On this basis, brand owners basically have three options:
- Develop a specific label and packaging for every country (or for a couple of countries) – best option according to BIORIUS
- Create a unique label and packaging complying with all the language requirements (all the translations are labeled on the container or packaging) – impossible unless you only target a few countries of the EU
- Develop a unique label and packaging and apply a sticker where needed – practical optionbut questionable from a marketing standpoint
For memory, the national languages to consider are the following:
|Belgium||Dutch and French and German|
|Cyprus||Greek or English|
|Finland||Finnish and Swedish|
|France (Caution!)||French (see below)|
|Italy (Caution!)||Italian (see below)|
|Luxemburg||French or German or Luxemburgish|
|Malta||Maltese or English|
Two countries passed national laws to ensure that everything on the label is translated in their national language: France and Italy.
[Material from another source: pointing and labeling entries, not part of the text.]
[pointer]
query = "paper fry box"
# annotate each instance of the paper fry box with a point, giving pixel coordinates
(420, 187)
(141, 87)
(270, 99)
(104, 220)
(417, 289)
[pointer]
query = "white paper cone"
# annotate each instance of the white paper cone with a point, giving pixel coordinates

Not translating the labels in French and Italian if the products are placed on these markets may lead to compliance issues.
In France, Toubon’s law (n°94-665 of August 4th, 1994) obliges you to use the French language for labeling purposes. The only labeling element that is exempted from translation is the “Made in” statement. This exemption does not extend to similar statements such as “Country of origin”.
Regarding the warnings and use instructions or marketing claims that may be indicated on a leaflet rather than on the product label: it isrecommended that the French, Italian and English translations remain on the product labels while it is acceptable to have the other translations on the leaflet.